What’s necessary is more stock on the market, more physical houses and apartments. The market will do the rest as far as pricing is concerned.

Public housing does play a role as part of the welfare system, but in the present climate it’s also giving a massive, arbitrary financial boon to the few who get into it while doing absolutely nothing for the working poor paying up to half their after-tax income as rent.

I’d love to see the greens propose something truly radical – like the government itself plan and build several new suburbs and just rent or sell the houses at whatever price they can get from the market.

Tetranitrate4:39 pm 30 Apr 12

basketcase said :

–private rental low income households.

For those that don’t know, the government charges land tax on rental properties, so if the tax is $3000 pa, that is $60 per week passed on for the “low income” people to pay.

And if the renter lives in the inner suburbs, I read that there will be a new (Quinlan) tax soon to further impoverish their position.
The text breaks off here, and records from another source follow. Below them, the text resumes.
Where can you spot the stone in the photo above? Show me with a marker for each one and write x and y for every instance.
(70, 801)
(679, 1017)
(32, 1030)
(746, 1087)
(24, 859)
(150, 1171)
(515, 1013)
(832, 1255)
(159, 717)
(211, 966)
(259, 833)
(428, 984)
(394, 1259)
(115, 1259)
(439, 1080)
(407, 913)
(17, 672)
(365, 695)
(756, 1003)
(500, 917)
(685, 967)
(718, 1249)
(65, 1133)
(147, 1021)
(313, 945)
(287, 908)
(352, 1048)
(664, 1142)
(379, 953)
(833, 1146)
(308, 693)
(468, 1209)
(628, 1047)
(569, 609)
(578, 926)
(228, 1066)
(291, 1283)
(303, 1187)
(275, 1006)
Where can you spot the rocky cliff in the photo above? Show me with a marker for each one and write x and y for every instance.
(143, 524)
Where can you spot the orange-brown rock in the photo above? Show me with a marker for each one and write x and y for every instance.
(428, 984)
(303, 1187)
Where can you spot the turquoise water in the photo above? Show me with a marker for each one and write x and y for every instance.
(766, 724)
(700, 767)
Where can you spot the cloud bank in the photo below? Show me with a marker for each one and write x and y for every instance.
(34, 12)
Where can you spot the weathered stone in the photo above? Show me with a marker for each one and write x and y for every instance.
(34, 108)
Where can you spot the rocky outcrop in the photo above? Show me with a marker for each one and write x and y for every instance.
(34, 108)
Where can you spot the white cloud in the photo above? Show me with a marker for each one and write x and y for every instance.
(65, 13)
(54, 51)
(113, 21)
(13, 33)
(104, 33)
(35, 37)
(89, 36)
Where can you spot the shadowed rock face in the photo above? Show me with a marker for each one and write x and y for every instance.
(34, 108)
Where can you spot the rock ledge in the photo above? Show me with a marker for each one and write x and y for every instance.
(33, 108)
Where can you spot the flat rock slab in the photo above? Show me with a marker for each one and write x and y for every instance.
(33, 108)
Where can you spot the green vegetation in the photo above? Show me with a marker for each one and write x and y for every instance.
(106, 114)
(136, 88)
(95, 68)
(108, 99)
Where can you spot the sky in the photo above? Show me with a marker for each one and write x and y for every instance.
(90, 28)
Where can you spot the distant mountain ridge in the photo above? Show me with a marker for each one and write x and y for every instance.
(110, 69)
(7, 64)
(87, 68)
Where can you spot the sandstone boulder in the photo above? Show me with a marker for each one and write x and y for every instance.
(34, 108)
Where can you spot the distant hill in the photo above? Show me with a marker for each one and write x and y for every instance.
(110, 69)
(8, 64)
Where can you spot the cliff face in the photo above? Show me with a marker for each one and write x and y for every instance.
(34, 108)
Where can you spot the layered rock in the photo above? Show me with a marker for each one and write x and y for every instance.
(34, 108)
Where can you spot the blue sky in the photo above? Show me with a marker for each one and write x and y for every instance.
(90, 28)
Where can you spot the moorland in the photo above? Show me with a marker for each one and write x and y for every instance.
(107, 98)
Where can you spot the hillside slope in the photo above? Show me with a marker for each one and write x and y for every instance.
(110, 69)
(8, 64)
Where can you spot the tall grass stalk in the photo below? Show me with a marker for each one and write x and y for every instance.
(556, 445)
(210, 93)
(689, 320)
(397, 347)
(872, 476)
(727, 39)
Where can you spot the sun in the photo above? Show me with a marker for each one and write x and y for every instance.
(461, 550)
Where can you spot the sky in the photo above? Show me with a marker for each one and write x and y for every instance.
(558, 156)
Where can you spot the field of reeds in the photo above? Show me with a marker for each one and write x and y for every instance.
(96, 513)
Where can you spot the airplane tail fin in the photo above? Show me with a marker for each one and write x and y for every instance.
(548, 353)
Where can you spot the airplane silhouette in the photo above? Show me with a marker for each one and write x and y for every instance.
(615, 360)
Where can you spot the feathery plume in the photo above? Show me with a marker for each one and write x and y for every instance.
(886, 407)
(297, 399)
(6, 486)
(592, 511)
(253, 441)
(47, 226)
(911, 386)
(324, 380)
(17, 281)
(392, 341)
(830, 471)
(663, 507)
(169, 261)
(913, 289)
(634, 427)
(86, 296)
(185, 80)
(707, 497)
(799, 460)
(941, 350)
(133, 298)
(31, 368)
In general land tax can’t be passed on to renters, the landlord is already charging as much as the market will bear. There’s nearly 250 years of literature on this subject, and it’s worth observing that in cases where significant land taxes have been repealed or heavily reduced, ie California and prop 13, the result was not affordable housing but rampant speculation, increased volatility and general run-ups in prices.
In the short term there may be some possibility of it, particularly in Canberra but in the longer term (of the course of business cycles) higher land taxes simply mean less income to be pledged against a mortgage.
Cutting land tax won’t make renting cheaper, and will actually make housing more expensive.

–private rental low income households.

For those that don’t know, the government charges land tax on rental properties, so if the tax is $3000 pa, that is $60 per week passed on for the “low income” people to pay.

And if the renter lives in the inner suburbs, I read that there will be a new (Quinlan) tax soon to further impoverish their position.

Another example of how government conspires with big business to exploit the disadvantage. And you thought the republicans only existed in the grand old US of A.

VYBerlinaV8_is_back1:37 pm 30 Apr 12

No mention of environmental requirements which also add to the cost…

private rental low income households.